There are two historic buildings in Fort Pierce that pay tribute to Florida’s most popular impressionistic landscape artist – the Albert Ernest “Bean” Backus House and the Bean Backus Art Gallery, dedicated to his work.
Bean Backus: Dean of Florida Landscape Artists
While Backus (1906-1990) is viewed by many to be Dean of Florida Landscape Artists, he is widely and incorrectly associated with the rise and story of Florida’s most interesting twentieth century art group – the Florida Highwaymen, a group of vigorous African-American artists who have produced for sixty years over 100,000 landscapes of Florida.
Bean Backus Art Gallery and Museum
While Backus, a white artist of some note by 1960, loved to teach local Fort Pierce artists his deft and bold use of his palette knife to quickly cover his canvas into a colorful masterpiece, he had just one future Highwayman as an art student. But that painter was Alfred Hair, a man with a vision that selling Florida art to tourists was a better occupation than working in a field or digging a ditch.
Hair also realized that an unknown black artist could not sell his work for the $200 Backus made in his studio. Thus, he developed a style which he called “Fast Painting” still emphasizing the bright colors and romantic designs of Florida beaches, roadways, and tropical plants, the type of topics a new Florida resident would be willing to put in their bedroom for $25.

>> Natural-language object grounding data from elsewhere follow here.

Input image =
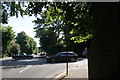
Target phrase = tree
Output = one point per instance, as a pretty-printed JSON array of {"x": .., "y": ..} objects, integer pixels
[
  {"x": 8, "y": 36},
  {"x": 15, "y": 48},
  {"x": 27, "y": 44}
]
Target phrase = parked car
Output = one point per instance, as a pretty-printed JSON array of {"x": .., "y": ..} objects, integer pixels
[
  {"x": 43, "y": 54},
  {"x": 63, "y": 56},
  {"x": 84, "y": 53},
  {"x": 22, "y": 56}
]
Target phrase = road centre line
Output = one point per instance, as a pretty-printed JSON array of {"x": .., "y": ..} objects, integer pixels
[{"x": 25, "y": 69}]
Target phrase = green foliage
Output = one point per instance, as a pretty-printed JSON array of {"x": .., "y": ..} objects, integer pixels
[
  {"x": 8, "y": 36},
  {"x": 27, "y": 44}
]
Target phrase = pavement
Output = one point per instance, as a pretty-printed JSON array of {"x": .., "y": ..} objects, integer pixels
[
  {"x": 75, "y": 71},
  {"x": 6, "y": 58}
]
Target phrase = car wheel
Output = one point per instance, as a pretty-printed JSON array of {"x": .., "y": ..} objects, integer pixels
[
  {"x": 53, "y": 60},
  {"x": 17, "y": 58},
  {"x": 72, "y": 59},
  {"x": 29, "y": 57}
]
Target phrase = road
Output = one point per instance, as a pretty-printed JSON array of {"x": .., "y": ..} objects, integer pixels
[{"x": 34, "y": 68}]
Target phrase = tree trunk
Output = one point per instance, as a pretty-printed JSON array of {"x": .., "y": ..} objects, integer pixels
[{"x": 103, "y": 58}]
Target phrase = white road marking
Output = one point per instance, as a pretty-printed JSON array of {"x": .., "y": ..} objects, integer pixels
[{"x": 25, "y": 69}]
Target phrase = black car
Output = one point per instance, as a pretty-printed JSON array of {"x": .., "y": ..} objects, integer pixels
[
  {"x": 63, "y": 56},
  {"x": 22, "y": 56}
]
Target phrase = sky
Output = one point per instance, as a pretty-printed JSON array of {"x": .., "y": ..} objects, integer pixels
[{"x": 23, "y": 24}]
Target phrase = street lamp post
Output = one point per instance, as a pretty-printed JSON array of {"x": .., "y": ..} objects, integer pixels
[{"x": 67, "y": 64}]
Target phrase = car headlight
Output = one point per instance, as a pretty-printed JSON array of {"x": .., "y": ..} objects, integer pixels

Alfred Hair: THE Highwayman
His paintings sold quickly and soon he was training a half dozen black youths from Fort Pierce to copy his technique. There was no “art movement.” Each artist selected his own topics and designs. Most painting was done in neighborhood backyards. And quantity was the key – sometimes the artists had all-night sessions to produce 20-24 paintings each to distribute the next day to shops and stores along US1
People who own early Highwaymen paintings (I own one), will notice how they saved money by purchasing cheap 4′ by 8′ sheets of Upson board and cutting them into four 2′ by 3′ common size. The frames of Highwaymen works were often made from crown molding purchased as scraps from construction sites. Regular art supplies were rarely used by many of the artists.
Alfred Hair Painting on Upson Board
In 1970 Alfred Hair was murdered in a dispute over a woman, but the twenty-nine-year-old artist had developed a cottage industry that would not stop. By 1994, when promoter Jim Fitch gave them the moniker of The Highwaymen, there were 26 original artists whose works were on display along Florida’s East Coast.
The Highwaymen may have been a mercenary, individualistic group of artisans, but they motivated thousands of new Floridians to paint and draw Florida’s beauty in many mediums. It might be romantic to think these unspoiled landscapes were sold along the Florida roadside, but their impact of Florida art can not be denied.